Sunday, April 23, 2006

Remember 'Our Right to Bear Batteries?'

Maggie says:
Not too long ago I wrote about new laws in Mississippi and Alabama banning the sale of sex toys within their borders. Florida, Texas, and Georgia also have milder versions of these laws on their books.

What got me about the whole sex toy ban last time - although interestingly, I chose not to write about it then - was that these are Southern states behind this nonsense, which will only continue to deepen the blue state/red state dichotomy that's much too prevalent around the country. How can we convince young progressives to see past partisan politics and toward the real grassroots opportunities for change in Southern states when they hear they can't even buy a vibrator there?

Now don't get me wrong - how often does one really need to buy a vibrator, as as we know that can be taken care of online anyway - but these laws represent much more than their wording or their scope.

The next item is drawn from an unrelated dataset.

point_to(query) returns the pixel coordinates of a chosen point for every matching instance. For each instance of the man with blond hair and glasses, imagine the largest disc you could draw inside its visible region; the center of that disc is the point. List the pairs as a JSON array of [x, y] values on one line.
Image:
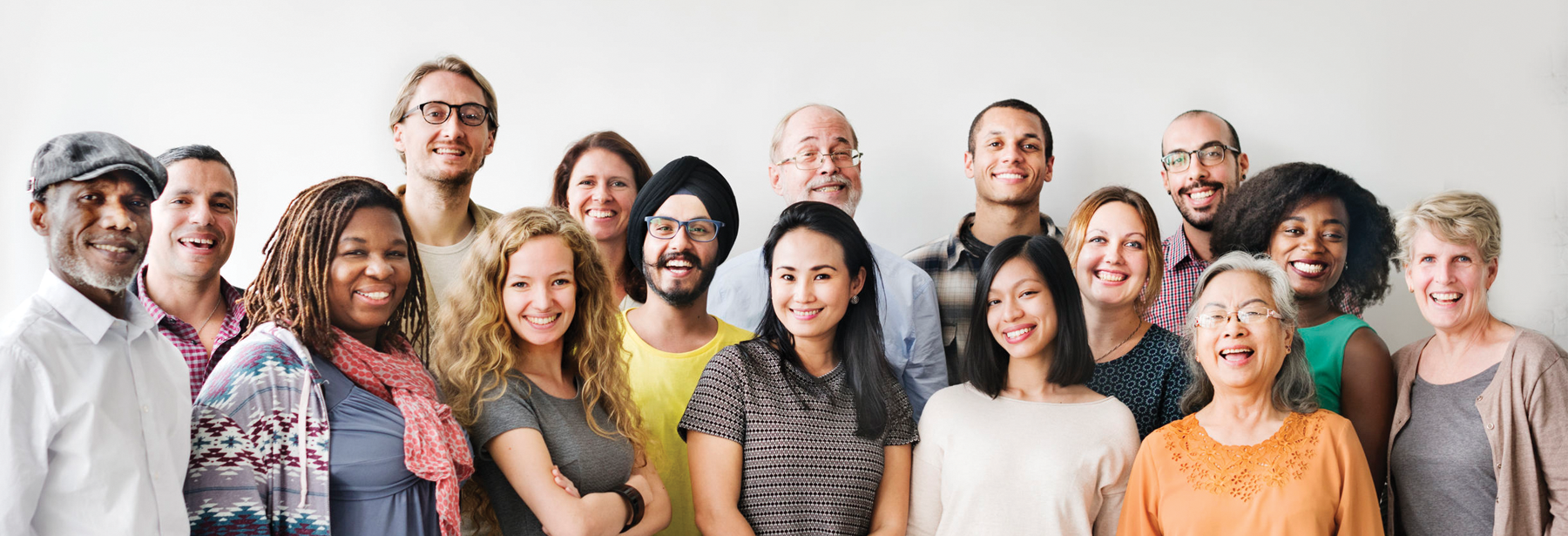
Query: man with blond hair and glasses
[[443, 126], [815, 157]]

In symbolism that I'm sure is not lost on their creators, the laws scream out that sex within those states is for procreation only, that women should not be pleasuring themselves (although Lord knows they're not exactly teaching their boys how to take care of that, either) and that sex is, basically, bad. Make no mistake about it: these sex toy bans are an extension of men trying to own women and their sexuality, which is as age-old as, well, sex itself. Sure, we can roll our eyes at these bans as long as we don't live there, Leno and Letterman can make a hell of a joke about them, and even Mikaela and I just laughed on the phone that we could start an underground vibrator supply business to Southern women, but the stakes are much more serious.

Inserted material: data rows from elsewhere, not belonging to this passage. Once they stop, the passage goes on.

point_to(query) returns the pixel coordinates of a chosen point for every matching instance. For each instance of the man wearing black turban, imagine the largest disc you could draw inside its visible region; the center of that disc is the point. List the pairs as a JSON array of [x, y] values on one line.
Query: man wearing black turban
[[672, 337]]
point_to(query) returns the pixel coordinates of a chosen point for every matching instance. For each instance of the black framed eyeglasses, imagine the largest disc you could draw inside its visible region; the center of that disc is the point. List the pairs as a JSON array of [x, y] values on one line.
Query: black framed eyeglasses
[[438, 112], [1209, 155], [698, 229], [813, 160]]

All of this is a preface to say that there's another sex toy ban in the works in yet another Southern state. Via the glorious Pam Spaulding of Pam's House Blend:

South Carolina ready to ban sex toys

Republican Rep. Ralph Davenport of Boiling Springs, SC, is the man with a plan to deep-six dildos. Under his bill (H. 4830), if you're convicted of selling a vibe you can receive up to five years in prison and a $10,000 fine. (Anderson Independent-Mail):
Lucy’s Love Shop employee Wanda Gillespie said she was flabbergasted that South Carolina’s Legislature is considering outlawing sex toys. ...The South Carolina bill, proposed by Republican Rep. Ralph Davenport, would make it a felony to sell devices used primarily for sexual stimulation and allow law enforcement to seize sex toys from raided businesses. "That would be the most terrible thing in the world," said Ms. Gillespie, an employee the Anderson shop. "That is just flabbergasting to me. We are supposed to be in a free country, and we’re supposed to be adults who can decide what want to do and don’t want to do in the privacy of our own homes."
The proposed law is completely based upon the premise that selling a sexual device is a violation of obscenity laws.
A person disseminates a sexual device within the meaning of this article if it is designed or marketed as useful primarily for the stimulation of human genital organs and solely for the sale of prurient interest in sex.

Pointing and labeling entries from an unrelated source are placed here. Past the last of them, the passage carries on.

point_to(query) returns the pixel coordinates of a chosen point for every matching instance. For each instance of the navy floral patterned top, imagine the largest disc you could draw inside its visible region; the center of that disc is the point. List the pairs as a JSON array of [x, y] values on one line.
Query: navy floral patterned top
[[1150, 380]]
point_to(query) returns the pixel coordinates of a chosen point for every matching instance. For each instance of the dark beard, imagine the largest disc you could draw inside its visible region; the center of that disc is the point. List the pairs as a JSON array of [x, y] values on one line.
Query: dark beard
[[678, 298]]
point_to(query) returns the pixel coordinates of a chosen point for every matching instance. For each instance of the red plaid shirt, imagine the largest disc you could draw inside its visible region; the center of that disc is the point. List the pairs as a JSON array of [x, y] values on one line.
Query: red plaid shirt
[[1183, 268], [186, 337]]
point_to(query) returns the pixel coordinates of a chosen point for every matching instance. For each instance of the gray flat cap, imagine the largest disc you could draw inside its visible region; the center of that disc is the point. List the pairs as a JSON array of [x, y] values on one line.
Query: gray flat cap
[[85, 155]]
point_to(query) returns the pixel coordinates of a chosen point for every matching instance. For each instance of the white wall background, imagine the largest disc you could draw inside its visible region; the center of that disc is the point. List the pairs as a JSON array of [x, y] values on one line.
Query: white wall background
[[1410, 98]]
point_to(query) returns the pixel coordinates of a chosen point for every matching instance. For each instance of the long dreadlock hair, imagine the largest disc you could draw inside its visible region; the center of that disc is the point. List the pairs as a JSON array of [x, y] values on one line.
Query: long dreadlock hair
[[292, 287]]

Those who know me know I'm pretty serious about my North Carolina/South Carolina rivalry (or plain domination). But really... need I say more here? As I ponder my new business name and logo, I wonder:

How much will it take for those Chaaaahlston girls to get fired up and defend, you know, their right to bear batteries? Or for the male lawmakers in SC to realize just what makes their women and those drawls so damn appealing?